Ram Jam – Black Betty

Love the guitar tone in this song but you cannot get it out of your head after one listen.

This is a traditional song that folk singer Leadbelly popularized before his death in 1949. He recorded a lot of songs that otherwise might have been lost, including “Goodnight Irene” and “Midnight Special.” Leadbelly’s version is a cappella and commonly sung by laborers to pass the time while working.

Ram Jam took some heat because some civil rights groups felt the lyrics were disrespectful.

This was Ram Jam’s only hit. The song peaked at #18 in the Billboard 100, #46 in Canada, #7 in the UK, and #8 in New Zealand in 1977.

A remix of “Black Betty” by Ben Liebrand reached number 13 in the UK Singles Chart in 1990. Cover versions of the song also appear on the 2002 album Mr. Jones by Tom Jones and on the 2004 album Tonight Alright by Australian rock band Spiderbait.


From Songfacts

Ram Jam was a short-lived band from New York City, and this was their only hit.  While the lyrics can be deconstructed, Ram Jam’s version is driven by the powerful beat and aggressive tempo, making it one of those songs that gets your heart beating faster. The song is commonly played at sporting events to pump up the crowd.

This was produced by Jerry Kasenetz and Jeff Katz, who were architects of the Bubblegum Sound, producing groups like The Ohio Express and the 1910 Fruitgum Company.

The Australian band Spiderbait recorded this in 2004. It was their first single to reach #1 on the Australian charts. 

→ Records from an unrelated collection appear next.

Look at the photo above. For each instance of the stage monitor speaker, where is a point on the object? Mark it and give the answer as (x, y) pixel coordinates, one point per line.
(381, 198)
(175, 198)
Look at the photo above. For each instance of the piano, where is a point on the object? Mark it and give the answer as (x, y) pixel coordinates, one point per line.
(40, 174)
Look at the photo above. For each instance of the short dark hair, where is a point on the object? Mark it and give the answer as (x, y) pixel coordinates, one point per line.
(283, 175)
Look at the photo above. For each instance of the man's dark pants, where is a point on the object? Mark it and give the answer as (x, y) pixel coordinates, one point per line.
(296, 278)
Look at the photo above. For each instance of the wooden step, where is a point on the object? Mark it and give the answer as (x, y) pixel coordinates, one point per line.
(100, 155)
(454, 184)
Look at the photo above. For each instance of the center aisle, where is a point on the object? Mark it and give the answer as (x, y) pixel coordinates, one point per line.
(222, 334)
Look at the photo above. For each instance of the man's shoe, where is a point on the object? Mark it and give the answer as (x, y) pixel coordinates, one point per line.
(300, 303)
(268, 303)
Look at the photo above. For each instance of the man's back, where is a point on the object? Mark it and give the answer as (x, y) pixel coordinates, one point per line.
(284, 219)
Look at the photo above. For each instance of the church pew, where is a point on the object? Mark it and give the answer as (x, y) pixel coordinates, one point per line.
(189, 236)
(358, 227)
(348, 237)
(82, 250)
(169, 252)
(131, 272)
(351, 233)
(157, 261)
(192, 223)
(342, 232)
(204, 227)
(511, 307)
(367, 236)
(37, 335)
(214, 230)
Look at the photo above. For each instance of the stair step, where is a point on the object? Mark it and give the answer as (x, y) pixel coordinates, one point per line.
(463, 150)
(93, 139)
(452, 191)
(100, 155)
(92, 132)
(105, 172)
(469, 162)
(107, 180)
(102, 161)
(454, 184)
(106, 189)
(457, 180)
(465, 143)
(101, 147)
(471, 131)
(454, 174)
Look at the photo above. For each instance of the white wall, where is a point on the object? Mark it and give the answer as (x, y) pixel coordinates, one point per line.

A remixed version of this song is used in the 2002 movie Kung Pow: Enter The Fist when the main character fights the villain.

Black Betty

Whoa, Black Betty (Bam-ba-Lam)
Whoa, Black Betty (Bam-ba-Lam)

Black Betty had a child (Bam-ba-Lam)
The damn thing gone wild (Bam-ba-Lam)
She said, “I’m worryin’ outta mind” (Bam-ba-Lam)
The damn thing gone blind (Bam-ba-Lam)
I said “Oh, Black Betty” (Bam-ba-Lam)
Whoa, Black Betty (Bam-ba-Lam)

Oh, Black Betty (Bam-ba-Lam)
Whoa, Black Betty (Bam-ba-Lam)

She really gets me high (Bam-ba-Lam)
You know that’s no lie (Bam-ba-Lam)
She’s so rock steady (Bam-ba-Lam)
And she’s always ready (Bam-ba-Lam)
Whoa, Black Betty (Bam-ba-Lam)
Whoa, Black Betty (Bam-ba-Lam)

Whoa, Black Betty (Bam-ba-Lam)
Whoa, Black Betty (Bam-ba-Lam)

She’s from Birmingham (Bam-ba-Lam)
Way down in Alabam’ (Bam-ba-Lam)
Well, she’s shakin’ that thing (Bam-ba-Lam)
Boy, she makes me sing (Bam-ba-Lam)
Whoa, Black Betty (Bam-ba-Lam)
Whoa, Black Betty


Author: Badfinger (Max)

Power Pop fan, Baseball fan, old movie and tv show fan... and a songwriter, bass and guitar player.

17 thoughts on “Ram Jam – Black Betty”

  1. Yeah, they really put the pop rock influence to it. It didn’t know that they were produced by Kasenetz and Katz but it makes sense. I think the production made this version a hit with the AOR crowd. Just a feeling I have. Today, this wouldn’t fly–especially since it’s produced by white artists. And I get it.

    Liked by 1 person

    1. The production sounds so big and it’s tight…yea that helped a lot . It is an ear worm also. All I had to do was write about it…not listen to it…and it’s in my head now.

      Liked by 1 person

  2. Oh man what a tune and it’s still played on the radio. I’m surprised at the chart showing as I thought the song would have went higher but goes to show as the song has longevity that’s for sure!